NHS Direct cancels 111 contracts

  • 28 June 2013
NHS Direct cancels 111 contracts
NHS 111 call handlers will screen for possible cases of Ebola

NHS Direct has cancelled contracts to provide NHS 111 in North Essex and Cornwall and admits all of its 111 contracts are “financially unsustainable”.

The organisation holds nine contracts to deliver the new non-urgent health line to around one third of the country.

The chief executive’s report in NHS Direct’s latest board papers says call volumes being handled by its staff are between 30% and 40% of contracted levels, with many calls diverted to other providers. However, staffing levels are at or above those planned to handle the full 100% of its contracts.

This means that income in substantially lower than budgeted.

“Agreement has been reached with commissioners for North Essex and for Cornwall, that NHS Direct is not in a position to mobilise the 111 services for those areas,” the report says.

“These commissioners are expected now to make arrangements with alternative providers to mobilise the 111 service in their area.”

A review by Deloitte, which accompanies the board papers, says commissioners across the country have little confidence in NHS Direct’s ability to recover its provision of NHS 111 after it went live with the service with fewer staff than needed to handle calls to its contact centres.

It says assurances had been given by NHS Direct to commissioners in the West Midlands and North West regarding workforce capacity leading them to decide to go-live with 111.

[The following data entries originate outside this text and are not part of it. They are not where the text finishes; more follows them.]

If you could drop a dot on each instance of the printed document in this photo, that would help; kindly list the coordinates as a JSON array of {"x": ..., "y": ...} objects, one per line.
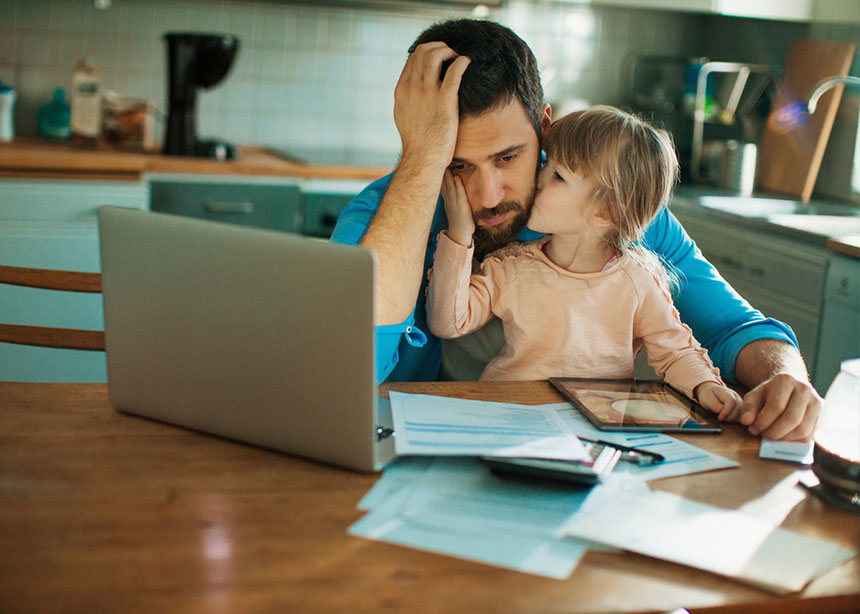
[
  {"x": 432, "y": 425},
  {"x": 457, "y": 507},
  {"x": 725, "y": 542}
]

However the review concludes that these assurances were “less than robust”.

This meant that performance levels “plummeted” and services needed “urgent remedial action”.

The ‘NHS Direct 111 ‘Go Live’ Review’ says the pressure to launch NHS 111 was considerable because of severe pressures in the urgent and emergency care systems in the West Midlands and North West.

“Nonetheless, had the true picture of NHS Direct capacity and capabilities been understood by commissioners, there is the distinct possibility that they would have arrived at a different assessment of the relative risk of going live,” it concludes.

On the first day of soft launch in the West Midlands the access KPI performance was 37% calls abandoned and 49% of calls answered in 60 seconds.

The equivalent figures in the North West were 70% and 13.5%.

The report says that in the immediate aftermath of the go-live, staff saw that average handling times were “significantly in excess of the assumptions used in the modelling process”.

The number of trained staff available to answer calls at go-live and subsequently was less than planned for and there were a significant number of staff who were not able to answer calls without supervision.

It describes NHS Direct’s forecasting of the required resources to meet anticipated volumes as, “significantly adrift from the actual requirement experienced”.

The original bids included average handling times of 310 seconds for call handlers and 420 seconds for clinical advisors. Actual figures to date have been 690 seconds for call handlers and 830 seconds for clinical advisers.

The report says some staff believed the average call handling times could be achieved, but others never considered it possible. These people, “offered an interpretation that staff and the board had succumbed to optimism bias in the face of organisational closure if NHS Direct failed to secure 111 contracts”.

The training programme also did not deliver the number of staff needed for go-live.

The report says remedial plans were slow to be produced and when provided, were “inconsistent and highlighted a significant capacity gap”.

“Recovery planning is still underway. Relations with commissioners are strained and confidence levels amongst commissioners in NHS Direct’s ability to recover the situation and deliver the contracted service is very low,” the review concludes.

EHI reported last week that a revised budget, due to go to the board for approval on Monday, shows NHS Direct is already £1.5m in the red for this financial year.